Brushetta al Pomodoro

Brushetta al Pomodoro

Bruschetta al Pomodoro is a classic antipasto from Italy that consists of grilled bread, and is topped with ripe tomatoes, fresh basil, garlic, and olive oil. Pronounced ‘broo-SKEH-ta’, this classic Italian appetizer is a perfect way to capture the flavours of summer.

Bruschetta al Pomodoro is remarkably simple, comprised of a toasted (or grilled) slice of bread – preferably a rustic, hardy kind such as Tuscan or Pugliese – rubbed with fresh garlic while still warm, then drizzled with olive oil and topped with marinated tomatoes.

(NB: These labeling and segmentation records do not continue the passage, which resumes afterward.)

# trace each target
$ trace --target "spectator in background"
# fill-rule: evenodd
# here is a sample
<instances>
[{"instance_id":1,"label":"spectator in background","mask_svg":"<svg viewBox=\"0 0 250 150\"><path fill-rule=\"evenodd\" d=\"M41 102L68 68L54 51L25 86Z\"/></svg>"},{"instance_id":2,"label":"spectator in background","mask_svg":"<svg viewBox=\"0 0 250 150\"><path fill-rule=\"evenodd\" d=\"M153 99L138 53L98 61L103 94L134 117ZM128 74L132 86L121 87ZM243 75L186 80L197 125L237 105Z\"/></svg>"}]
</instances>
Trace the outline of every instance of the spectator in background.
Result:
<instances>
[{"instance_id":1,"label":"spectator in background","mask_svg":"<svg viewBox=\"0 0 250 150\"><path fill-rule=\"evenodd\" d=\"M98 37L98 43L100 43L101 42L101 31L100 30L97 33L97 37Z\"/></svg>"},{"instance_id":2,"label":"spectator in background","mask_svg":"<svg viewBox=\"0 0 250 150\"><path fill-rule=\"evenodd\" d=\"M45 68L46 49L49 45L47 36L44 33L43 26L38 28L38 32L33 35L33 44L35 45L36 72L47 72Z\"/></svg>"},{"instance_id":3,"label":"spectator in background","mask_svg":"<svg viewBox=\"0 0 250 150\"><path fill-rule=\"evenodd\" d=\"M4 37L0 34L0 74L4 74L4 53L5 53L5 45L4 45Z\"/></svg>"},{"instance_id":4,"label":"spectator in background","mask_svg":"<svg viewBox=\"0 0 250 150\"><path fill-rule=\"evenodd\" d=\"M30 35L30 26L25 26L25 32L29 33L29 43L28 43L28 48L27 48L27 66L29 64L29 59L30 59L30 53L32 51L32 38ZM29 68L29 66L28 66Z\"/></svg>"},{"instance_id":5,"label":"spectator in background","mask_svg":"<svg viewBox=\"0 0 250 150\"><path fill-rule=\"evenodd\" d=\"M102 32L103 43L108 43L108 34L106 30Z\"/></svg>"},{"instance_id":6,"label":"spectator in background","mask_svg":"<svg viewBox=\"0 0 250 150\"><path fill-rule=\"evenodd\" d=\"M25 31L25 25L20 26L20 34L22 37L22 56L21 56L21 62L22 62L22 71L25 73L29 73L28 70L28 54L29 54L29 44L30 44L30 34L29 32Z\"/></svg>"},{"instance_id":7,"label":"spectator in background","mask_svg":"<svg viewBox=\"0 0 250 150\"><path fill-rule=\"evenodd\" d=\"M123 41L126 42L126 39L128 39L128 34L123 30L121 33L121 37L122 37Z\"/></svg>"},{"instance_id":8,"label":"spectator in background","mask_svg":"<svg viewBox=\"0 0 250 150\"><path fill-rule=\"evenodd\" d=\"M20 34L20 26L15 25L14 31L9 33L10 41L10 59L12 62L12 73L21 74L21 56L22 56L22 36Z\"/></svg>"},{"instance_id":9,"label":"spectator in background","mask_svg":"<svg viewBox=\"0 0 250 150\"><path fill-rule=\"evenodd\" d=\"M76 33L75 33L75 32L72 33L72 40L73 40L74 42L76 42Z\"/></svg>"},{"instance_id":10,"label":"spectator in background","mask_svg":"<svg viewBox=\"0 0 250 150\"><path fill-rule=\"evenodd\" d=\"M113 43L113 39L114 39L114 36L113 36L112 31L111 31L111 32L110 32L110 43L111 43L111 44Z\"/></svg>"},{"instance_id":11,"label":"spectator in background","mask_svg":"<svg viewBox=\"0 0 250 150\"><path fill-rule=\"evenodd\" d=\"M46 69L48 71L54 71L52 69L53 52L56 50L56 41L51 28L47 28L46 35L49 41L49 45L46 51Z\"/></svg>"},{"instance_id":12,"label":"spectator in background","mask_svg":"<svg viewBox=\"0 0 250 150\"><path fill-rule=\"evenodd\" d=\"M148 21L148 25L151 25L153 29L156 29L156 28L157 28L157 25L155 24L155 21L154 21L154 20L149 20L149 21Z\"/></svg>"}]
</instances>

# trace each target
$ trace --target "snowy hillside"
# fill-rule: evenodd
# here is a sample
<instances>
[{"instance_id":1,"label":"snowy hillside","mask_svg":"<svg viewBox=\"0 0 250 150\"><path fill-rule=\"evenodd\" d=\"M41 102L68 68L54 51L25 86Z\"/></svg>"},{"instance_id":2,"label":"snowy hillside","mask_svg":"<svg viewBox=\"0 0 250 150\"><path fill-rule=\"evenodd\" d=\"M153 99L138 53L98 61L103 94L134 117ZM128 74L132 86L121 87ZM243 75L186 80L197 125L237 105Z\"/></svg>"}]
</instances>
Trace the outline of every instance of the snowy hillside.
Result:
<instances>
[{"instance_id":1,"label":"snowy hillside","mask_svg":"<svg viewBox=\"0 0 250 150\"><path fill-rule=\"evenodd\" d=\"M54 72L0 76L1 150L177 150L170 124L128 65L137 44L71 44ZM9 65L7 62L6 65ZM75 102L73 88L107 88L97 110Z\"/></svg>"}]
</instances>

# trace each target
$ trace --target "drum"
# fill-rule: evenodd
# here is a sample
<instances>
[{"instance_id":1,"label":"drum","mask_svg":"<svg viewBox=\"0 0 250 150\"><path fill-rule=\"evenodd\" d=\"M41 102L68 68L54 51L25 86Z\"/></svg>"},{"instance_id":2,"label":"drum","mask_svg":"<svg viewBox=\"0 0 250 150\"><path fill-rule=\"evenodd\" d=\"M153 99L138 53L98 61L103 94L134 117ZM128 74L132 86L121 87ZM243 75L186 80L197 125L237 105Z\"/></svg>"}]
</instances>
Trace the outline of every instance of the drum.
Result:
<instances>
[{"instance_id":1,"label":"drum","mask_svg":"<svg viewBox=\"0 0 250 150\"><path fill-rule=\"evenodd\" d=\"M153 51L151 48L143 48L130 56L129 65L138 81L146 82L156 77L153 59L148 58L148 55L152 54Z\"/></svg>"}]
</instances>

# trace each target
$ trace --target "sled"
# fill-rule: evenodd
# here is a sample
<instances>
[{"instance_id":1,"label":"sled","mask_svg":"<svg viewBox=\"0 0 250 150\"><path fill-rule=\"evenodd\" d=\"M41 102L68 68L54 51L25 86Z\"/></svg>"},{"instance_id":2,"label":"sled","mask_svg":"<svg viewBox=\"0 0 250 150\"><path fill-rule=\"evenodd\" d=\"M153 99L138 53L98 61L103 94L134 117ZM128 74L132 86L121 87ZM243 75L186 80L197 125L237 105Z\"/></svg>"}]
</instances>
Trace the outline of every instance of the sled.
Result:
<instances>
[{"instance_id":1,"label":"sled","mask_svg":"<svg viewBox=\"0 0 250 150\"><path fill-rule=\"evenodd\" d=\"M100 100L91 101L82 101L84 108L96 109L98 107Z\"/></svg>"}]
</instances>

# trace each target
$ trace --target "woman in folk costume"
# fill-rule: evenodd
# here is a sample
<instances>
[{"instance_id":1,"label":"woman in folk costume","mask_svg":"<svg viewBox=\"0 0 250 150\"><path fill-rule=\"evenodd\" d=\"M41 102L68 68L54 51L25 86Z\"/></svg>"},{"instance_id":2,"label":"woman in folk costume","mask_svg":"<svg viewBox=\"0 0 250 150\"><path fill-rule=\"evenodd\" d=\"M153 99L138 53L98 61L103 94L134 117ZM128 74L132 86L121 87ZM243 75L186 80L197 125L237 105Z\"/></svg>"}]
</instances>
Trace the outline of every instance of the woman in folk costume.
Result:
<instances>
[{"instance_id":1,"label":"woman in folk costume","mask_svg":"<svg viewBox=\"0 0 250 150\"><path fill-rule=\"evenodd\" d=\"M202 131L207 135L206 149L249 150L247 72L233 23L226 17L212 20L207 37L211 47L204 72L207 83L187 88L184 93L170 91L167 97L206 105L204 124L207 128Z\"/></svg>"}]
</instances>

I love the simplicity of this recipe. Simple food made with lots of love and quality ingredients. Bruschetta seems easy to make, and it is indeed not the most difficult meal on earth, but the freshness of the ingredients and right proportions make a huge difference.


2-3 ripe tomatoes
3-4 tablespoons extra virgin olive oil
4-5 slices of rustic Italian loaf
1 clove garlic
5-6 fresh basil leaves
Maldon Sea Salt to taste



Chop the tomatoes into even sized pieces. With your hands (do not use a knife), rip the basil leaves into small pieces. Gently stir together the tomatoes and basil.

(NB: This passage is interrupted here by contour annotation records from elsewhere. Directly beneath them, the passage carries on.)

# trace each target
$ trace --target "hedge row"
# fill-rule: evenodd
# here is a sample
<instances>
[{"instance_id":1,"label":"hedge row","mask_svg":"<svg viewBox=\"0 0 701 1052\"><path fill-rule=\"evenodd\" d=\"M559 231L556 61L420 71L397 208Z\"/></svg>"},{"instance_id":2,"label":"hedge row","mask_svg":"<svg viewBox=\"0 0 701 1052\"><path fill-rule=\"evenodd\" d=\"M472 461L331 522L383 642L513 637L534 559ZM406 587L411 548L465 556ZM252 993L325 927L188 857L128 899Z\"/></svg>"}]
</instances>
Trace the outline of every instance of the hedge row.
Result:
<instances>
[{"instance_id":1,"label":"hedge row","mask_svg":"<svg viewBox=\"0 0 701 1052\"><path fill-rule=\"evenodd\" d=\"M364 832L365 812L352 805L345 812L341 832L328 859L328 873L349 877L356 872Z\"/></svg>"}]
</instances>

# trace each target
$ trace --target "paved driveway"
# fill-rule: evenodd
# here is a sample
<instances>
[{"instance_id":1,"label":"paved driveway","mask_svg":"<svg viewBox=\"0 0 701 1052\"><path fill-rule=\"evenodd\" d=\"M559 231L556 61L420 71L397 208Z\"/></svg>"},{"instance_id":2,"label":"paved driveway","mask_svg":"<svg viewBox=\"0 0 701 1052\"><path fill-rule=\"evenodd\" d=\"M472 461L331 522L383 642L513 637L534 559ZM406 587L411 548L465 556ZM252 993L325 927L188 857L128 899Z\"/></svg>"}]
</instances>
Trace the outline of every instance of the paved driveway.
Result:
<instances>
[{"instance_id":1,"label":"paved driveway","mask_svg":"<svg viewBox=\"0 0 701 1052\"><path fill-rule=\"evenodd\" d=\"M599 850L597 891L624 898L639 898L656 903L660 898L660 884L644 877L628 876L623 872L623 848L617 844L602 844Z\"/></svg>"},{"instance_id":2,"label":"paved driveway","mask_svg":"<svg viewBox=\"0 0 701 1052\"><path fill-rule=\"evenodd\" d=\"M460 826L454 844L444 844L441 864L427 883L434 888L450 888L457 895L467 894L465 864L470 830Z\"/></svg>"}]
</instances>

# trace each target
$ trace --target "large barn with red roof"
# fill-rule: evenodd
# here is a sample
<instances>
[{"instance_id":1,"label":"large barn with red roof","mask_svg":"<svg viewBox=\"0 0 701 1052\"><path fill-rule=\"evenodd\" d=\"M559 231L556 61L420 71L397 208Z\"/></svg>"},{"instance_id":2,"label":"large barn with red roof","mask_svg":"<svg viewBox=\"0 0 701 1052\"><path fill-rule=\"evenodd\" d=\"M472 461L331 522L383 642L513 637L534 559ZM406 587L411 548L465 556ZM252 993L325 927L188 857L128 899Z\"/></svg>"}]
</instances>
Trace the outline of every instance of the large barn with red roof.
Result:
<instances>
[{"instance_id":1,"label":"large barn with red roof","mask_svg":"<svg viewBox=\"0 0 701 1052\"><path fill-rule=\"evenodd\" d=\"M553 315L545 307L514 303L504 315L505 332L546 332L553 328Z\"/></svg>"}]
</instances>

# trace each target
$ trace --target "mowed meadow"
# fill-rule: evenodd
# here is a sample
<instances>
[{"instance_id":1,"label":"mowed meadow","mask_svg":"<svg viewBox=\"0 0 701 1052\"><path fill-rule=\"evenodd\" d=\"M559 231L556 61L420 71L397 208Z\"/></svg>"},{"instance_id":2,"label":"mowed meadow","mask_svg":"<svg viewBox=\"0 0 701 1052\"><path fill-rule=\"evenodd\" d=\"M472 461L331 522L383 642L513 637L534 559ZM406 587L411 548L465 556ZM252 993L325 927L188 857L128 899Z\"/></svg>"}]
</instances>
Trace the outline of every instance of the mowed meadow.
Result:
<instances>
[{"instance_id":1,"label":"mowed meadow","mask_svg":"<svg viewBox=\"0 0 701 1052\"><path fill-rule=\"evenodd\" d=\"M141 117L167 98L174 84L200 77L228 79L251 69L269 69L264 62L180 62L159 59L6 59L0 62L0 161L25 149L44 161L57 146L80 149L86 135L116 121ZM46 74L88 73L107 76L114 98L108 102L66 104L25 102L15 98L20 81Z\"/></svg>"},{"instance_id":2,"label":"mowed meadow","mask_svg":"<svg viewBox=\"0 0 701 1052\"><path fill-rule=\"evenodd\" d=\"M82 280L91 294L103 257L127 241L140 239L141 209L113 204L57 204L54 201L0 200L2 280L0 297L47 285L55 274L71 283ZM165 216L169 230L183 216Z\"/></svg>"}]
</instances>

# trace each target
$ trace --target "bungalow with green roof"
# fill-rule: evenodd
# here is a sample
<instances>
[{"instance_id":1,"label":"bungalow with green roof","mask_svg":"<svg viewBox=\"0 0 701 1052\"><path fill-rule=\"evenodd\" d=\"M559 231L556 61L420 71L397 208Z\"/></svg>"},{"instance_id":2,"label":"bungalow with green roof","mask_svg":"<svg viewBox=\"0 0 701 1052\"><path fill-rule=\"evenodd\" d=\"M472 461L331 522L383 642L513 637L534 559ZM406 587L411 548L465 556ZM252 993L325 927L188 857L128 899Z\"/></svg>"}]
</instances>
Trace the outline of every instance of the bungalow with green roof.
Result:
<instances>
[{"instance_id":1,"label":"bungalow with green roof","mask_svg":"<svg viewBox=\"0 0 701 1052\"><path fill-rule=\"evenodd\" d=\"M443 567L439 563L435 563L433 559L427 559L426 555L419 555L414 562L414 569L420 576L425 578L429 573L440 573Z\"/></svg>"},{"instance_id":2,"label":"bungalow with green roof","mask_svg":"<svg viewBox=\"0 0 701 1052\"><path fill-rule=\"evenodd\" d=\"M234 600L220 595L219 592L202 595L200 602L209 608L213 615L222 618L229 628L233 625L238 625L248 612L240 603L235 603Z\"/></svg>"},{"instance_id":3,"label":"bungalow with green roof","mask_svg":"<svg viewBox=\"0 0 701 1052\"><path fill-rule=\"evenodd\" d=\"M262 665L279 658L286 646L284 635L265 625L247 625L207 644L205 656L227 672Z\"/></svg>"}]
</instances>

Drizzle about 2 tablespoons olive oil and then sprinkle the salt on top. Do not stir in the olive oil or salt. Set aside, uncovered, at room temperature for 45 minutes to an hour to marinate (or as long as you have!).


Grill or toast the bread slices until golden on both sides.
Slice a raw garlic clove in half. Rub each slice of bread while it is still hot with the exposed inside of the clove, squeezing the garlic between your fingers to release its juices into the bread.
Next drizzle the bread liberally with the olive oil. The slices should be nicely soaked.


Top each slice with the marinated tomatoes.
Serve immediately while the bread is still slightly warm.

Tips & Variations

  1. Use the best quality ripe tomatoes that you can for making bruschetta. I love using cherry tomatoes and sometimes use mixed colourful cherry tomatoes too for the vibrant colour and flavour.
  2. Prepare the tomato mixture at least an hour in advance to allow the flavours to develop and the juice to drain to the bottom of the bowl.
  3. Traditionally tomatoes are not deseeded however if you are using plum tomatoes or salad tomatoes, you can dessed them before chopping.
  4. I prefer using Maldon sea salt while making bruschetta, any sea salt will work well with the recipe.
  5. Tear the basil into smaller pieces with your hands instead of cutting with a knife. This will keep the basil fresher and looking bright/vibrant for much longer. The tears do not need to be perfect, just quickly tear off smallish pieces of basil and add to a bowl.
  6. I would recommend buying the best quality bread with a good crust and a firm but open crumb. Usually, breads sold as ‘rustic’ or ‘peasant’ style works best.
  7. One thing that you should not add is too much garlic. The garlic is simply rubbed gently over the bread slices while it is still hot. The juice of the garlic infuses the bread with a subtle garlic flavour.
  8. Toast or grill the bread until crisp but not browned.